36Bill Peters
Photo Credit: Sergei Belski/USA Today Sports

Goalie matchup, a deep forward group, and Sam Bennett’s ‘stache: Notes before Game 1

As expected, there was a minor media circus at the Scotiabank Saddledome prior to Game 1 between the Calgary Flames and Colorado Avalanche. Here are the main takeaways from both clubs’ morning skates.

Mike Smith is starting Game 1

The Flames will open the series with their most experienced netminder starting Game 1, Mike Smith. Flames head coach Bill Peters explained the decision while speaking to the media.

“We have confidence in both our goaltenders, and Smitty was good down the stretch,” said Peters. “He has some experience and we’ll lean on him to get the playoffs started here. Experience is a word that’s been thrown around a lot the last five days; if you have some, you should use it.”

Avalanche head coach Jared Bednar noted the challenges that Smith’s puck-handling can cause.

“We’ve talked about some things for when he does handle the puck,” said Bednar. “I think the key to it, though, is making sure you keep the puck away from him. It’s easier said than done. Whether that’s same-side chips or if you’re putting it on a rim, it’s going to have to get up in the glass so he can’t get out and handle it clean. We’ve got to make sure we’re skating on the forecheck all the way to the goal lines to get after him.”

Countering a hot Colorado goaltender

Despite the presence of the more-experienced Semyon Varlamov, Colorado is opting to start Philipp Grubauer for Game 1. Grubauer was critical to the Avalanche pushing into the playoffs.

“Grubey just elevated his game to a while other level here,” said Bednar. “He’s given us a chance to win every night. He looks confident, quick in goal, he’s taking care of rebounds, doing all the things that we’ve talked about a lot. To me, just based on what he’s done the last month or so of the season, he’s earned the right to start for us in goal.”

The challenge for the Flames will be trying to solve one of the hottest goaltenders in the NHL. The key, according to Peters, is generating traffic in front of him.

“All the goals in playoffs are traffic, right?” said Peters. “Not all of it. Last year it was 72 per cent, is the number we came up with. 72 per cent from traffic, or you’ve got to have seconds and thirds, or you’ve got to have fly-by screens. The rush game goes away a little bit. Heavy O-zone time is prevalent in the playoffs now, and then obviously the power play has to be able contribute and ours has to be better than it was going down the stretch.”

Sticking to what works

At least to start the series, the Flames are going with their four most common line combinations. Peters noted that the continuity should provide the team with some nice energy.

“I think it’s good,” said Peters. “I think it’s important for us.
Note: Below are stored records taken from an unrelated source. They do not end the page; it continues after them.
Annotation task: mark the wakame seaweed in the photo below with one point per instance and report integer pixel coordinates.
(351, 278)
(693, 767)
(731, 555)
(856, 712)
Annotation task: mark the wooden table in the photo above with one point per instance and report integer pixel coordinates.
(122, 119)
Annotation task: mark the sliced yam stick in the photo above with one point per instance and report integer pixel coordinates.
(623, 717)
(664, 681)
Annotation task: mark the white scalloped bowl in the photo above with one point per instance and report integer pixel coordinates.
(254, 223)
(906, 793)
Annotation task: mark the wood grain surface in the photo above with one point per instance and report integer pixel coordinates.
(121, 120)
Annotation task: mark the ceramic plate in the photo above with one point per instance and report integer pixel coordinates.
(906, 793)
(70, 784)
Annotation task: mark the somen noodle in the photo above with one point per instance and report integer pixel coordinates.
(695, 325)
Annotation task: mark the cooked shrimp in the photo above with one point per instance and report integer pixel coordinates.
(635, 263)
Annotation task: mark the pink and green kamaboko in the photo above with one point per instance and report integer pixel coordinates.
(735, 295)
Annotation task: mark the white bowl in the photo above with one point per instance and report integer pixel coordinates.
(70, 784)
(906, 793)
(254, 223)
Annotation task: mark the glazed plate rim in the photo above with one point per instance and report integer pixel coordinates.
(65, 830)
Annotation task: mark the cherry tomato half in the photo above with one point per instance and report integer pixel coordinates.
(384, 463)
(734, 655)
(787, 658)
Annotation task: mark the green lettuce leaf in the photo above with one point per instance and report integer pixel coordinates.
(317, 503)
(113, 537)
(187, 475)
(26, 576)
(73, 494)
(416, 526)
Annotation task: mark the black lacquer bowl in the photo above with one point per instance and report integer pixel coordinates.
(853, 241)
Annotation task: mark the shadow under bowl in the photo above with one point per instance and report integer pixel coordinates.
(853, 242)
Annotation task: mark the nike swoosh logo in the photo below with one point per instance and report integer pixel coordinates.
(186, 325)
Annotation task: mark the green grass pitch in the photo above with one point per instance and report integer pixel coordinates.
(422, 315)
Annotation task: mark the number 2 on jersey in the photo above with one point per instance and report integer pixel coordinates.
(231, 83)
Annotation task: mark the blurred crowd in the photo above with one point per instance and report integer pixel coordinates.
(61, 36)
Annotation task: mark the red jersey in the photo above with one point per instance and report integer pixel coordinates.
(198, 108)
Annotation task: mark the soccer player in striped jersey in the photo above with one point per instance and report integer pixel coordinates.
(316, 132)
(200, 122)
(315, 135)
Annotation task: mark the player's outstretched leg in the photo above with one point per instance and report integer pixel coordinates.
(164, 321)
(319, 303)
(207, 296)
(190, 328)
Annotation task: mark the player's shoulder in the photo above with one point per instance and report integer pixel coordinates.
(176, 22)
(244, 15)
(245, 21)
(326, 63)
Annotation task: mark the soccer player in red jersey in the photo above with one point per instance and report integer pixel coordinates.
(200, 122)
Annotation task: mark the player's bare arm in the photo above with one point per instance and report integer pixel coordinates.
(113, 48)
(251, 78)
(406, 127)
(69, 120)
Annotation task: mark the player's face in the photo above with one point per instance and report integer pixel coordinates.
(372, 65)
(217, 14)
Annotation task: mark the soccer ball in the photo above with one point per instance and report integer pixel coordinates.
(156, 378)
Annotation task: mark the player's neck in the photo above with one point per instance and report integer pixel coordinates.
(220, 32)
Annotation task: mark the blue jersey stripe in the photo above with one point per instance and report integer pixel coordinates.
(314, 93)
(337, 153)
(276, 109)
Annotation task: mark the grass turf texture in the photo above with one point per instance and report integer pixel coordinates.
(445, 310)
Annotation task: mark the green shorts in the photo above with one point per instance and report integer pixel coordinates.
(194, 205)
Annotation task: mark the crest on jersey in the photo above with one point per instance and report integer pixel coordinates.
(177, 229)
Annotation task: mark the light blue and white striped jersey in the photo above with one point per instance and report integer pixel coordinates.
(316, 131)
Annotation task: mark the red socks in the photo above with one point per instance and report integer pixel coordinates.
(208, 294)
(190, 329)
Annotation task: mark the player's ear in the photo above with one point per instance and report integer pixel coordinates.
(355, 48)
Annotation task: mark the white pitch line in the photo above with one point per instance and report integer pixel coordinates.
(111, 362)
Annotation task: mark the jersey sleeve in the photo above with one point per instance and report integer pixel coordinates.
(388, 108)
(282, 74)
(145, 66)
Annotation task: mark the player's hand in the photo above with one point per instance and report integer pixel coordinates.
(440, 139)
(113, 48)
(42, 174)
I think it gives us good rhythm off the bench. This is definitely the most rhythm we’ll have off the bench on bump-up shifts coming off power plays and penalty kills and being very comfortable with who’s being used in those situations.”

On Wednesday, Peters noted that Mark Giordano just needs to “be Mark Giordano” to be effective during the playoffs. Similarly, the Flames had 19 different players score game-winning goals in the regular season, and seemingly the key to them being effective is sticking to what works and “being the Calgary Flames.”

“We have a really deep team,” noted Rasmus Andersson. “I think people don’t realize how deep we are, and how good all four lines has been. Look at our fourth line, it’s been maybe one of the best lines in the NHL the last 10, 15 games. That’s just how deep a team we have. It doesn’t matter who’s playing or who’s not playing, we all know our roles and we all trust our roles.”

Peters explained that the rationale behind the Game 1 setup is going with what’s been successful – though he noted that things will obviously change as the series unfolds.

“We’ve been successful all year,” said Peters. “We don’t need to change a whole bunch. There’ll be some slight adjustments made throughout the series as we get playing, but we can’t anticipate those adjustments… I’m sure there’ll be some tweaking as we go due to circumstances, but I like the group we’re starting with for sure.”

Sam Bennett rocking the ‘stache

Sam Bennett grew a beard during his injury absence, but he partially shaved prior to Game 1. He now sports a jaunty mustache.